Pour la seconde latitude, on obtient les mêmes valeurs, ce qui indique que cette paire de messages nous permettra effectivement de déterminer la position de l'aéronef.

On poursuit donc les calculs pour calculer la longitude, en effectuant les mêmes opérations que pour la latitude. On commence par normaliser les positions :

\[ x_0 = 111600\times 2^{-17} \approx 0.851440,\ \ x_1 = 108865\times 2^{-17} \approx 0.830574 \]

puis on calcule les numéros de zones de longitude :

\begin{align} z_\lambda &= \left[ 0.851440\times 40 - 0.830574\times 41 \right] = 0\\ z_{\lambda,0} &= z_{\lambda,1} = 0 \end{align}

et finalement les longitudes correspondantes :

\begin{align} \lambda_0 &= \tfrac{1}{41}\times\left(0 + 0.851440\right) \approx 0.020767\,\textrm{turn} \approx 7.476062°\\ \lambda_1 &= \tfrac{1}{40}\times\left(0 + 0.830574\right) \approx 0.020764\,\textrm{turn} \approx 7.475166° \end{align}

Si le message le plus récent des deux était le pair, alors la position de l'aéronef au moment de son envoi était :

\[ (\lambda, \phi) = (\lambda_0, \phi_0) = (7.476062°, 46.323349°) \]

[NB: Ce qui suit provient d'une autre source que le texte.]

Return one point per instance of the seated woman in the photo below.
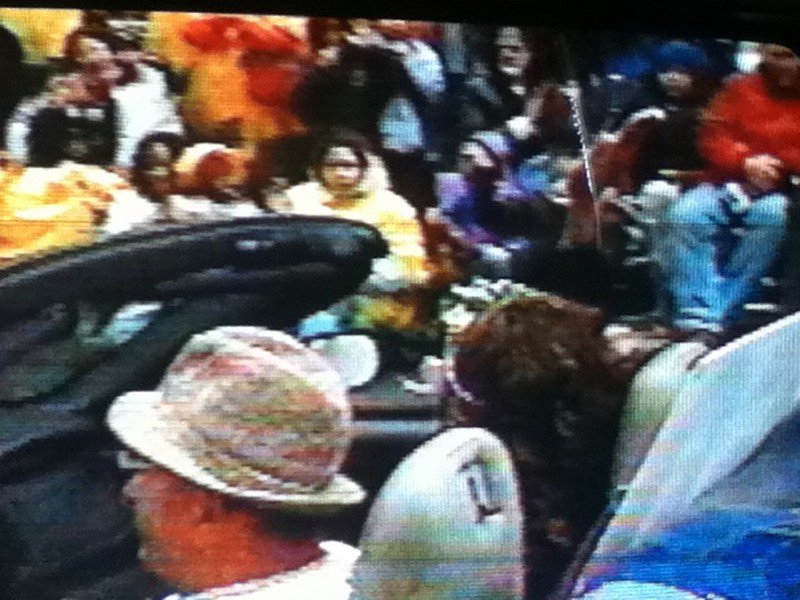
(544, 375)
(173, 185)
(349, 181)
(486, 206)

soit au-dessus de Crans-Montana.

2.2.5. Décodage de l'altitude

L'altitude à laquelle se trouve l'aéronef est stockée dans les 12 bits de l'attribut ALT. On pourrait espérer que son décodage soit plus simple que celui de la longitude et de la latitude, mais malheureusement, pour des questions historiques, ce n'est pas vraiment le cas. En effet, l'altitude peut être encodée de deux manières différentes, distinguées par la valeur du bit d'index 4 de l'attribut ALT, nommé Q. Les deux cas sont décrits ci-dessous.

  1. Cas Q = 1

    Lorsque Q vaut 1, les 11 bits restants, interprétés comme un entier non signé, donnent l'altitude en multiples de 25 pieds, qui doit être ajoutée à une altitude de base de -1000 pieds.

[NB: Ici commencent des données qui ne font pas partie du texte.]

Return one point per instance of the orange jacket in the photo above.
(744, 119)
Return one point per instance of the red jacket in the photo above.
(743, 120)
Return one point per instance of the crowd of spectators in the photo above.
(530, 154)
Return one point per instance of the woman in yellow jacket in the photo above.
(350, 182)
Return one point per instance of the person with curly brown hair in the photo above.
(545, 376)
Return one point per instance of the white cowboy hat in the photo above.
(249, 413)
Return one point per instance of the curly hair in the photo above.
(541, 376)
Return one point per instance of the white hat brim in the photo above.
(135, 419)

    Par exemple, si les 12 bits du champ contenant l'altitude valent 100010110011, alors Q (en rose) vaut 1, et les 11 bits restants après sa suppression sont 10001010011, ce qui correspond à 1107. L'altitude représentée est donc :

    \[ -1\,000 + 1\,107\times 25 = 26\,675\,\textrm{ft} = 8\,130.54\,\textrm{m} \]

  2. Cas Q = 0

    Lorsque Q vaut 0, les 12 bits nécessitent un décodage plus complexe, qui se fait en trois étapes : premièrement, les bits sont « démêlés » et séparés en deux groupes, puis ils sont interprétés comme des codes de Gray — concept décrit à la §2.3 plus bas — et enfin l'altitude est calculée.

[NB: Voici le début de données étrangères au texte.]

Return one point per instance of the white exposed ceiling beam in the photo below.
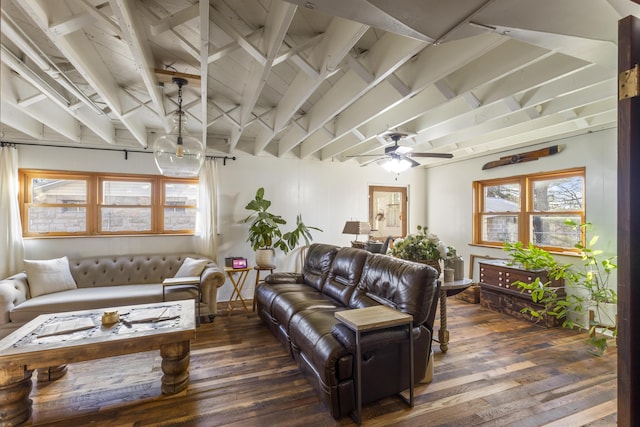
(14, 117)
(562, 73)
(232, 46)
(244, 43)
(100, 124)
(186, 44)
(442, 61)
(471, 99)
(104, 20)
(482, 69)
(25, 102)
(81, 53)
(10, 29)
(360, 70)
(71, 24)
(204, 67)
(129, 18)
(384, 57)
(175, 19)
(340, 37)
(278, 20)
(553, 111)
(45, 111)
(295, 50)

    La première étape, dite de démêlage, consiste à permuter l'ordre des bits afin de faciliter leur interprétation ultérieure. Pour spécifier la permutation à effectuer, les 12 bits sont découpés ci-dessous en 4 groupes de 3 bits, les groupes étant nommés de A à D, et les bits individuels numérotés 1, 2 et 4. Initialement, les 12 bits sont ordonnés de la manière suivante :

    C1 A1 C2 A2 C4 A4 B1 D1 B2 D2 B4 D4
    

    et le but du démêlage est de les permuter afin qu'ils soient ordonnés ainsi :

    D1 D2 D4 A1 A2 A4 B1 B2 B4 C1 C2 C4
    

    Il faut noter que le bit nommé D1 ci-dessus n'est autre que le bit Q, qui vaut 0. Dès lors, après démêlage, le bit de poids le plus fort vaut toujours 0.

    Une fois les bits démêlés, ils sont séparés en deux groupes : les trois bits de poids faible, qui encodent les multiples de 100 pieds, et les neuf bits de poids fort, qui encodent les multiples de 500 pieds.

    Chacun de ces deux groupes est interprété comme un code de Gray, après quoi le groupe des bits de poids faible subit une dernière transformation.

    Premièrement, si sa valeur est 0, 5 ou 6, alors l'altitude est invalide.

    Deuxièmement, si la valeur représentée par le groupe des bits de poids faible vaut 7, elle est remplacée par 5.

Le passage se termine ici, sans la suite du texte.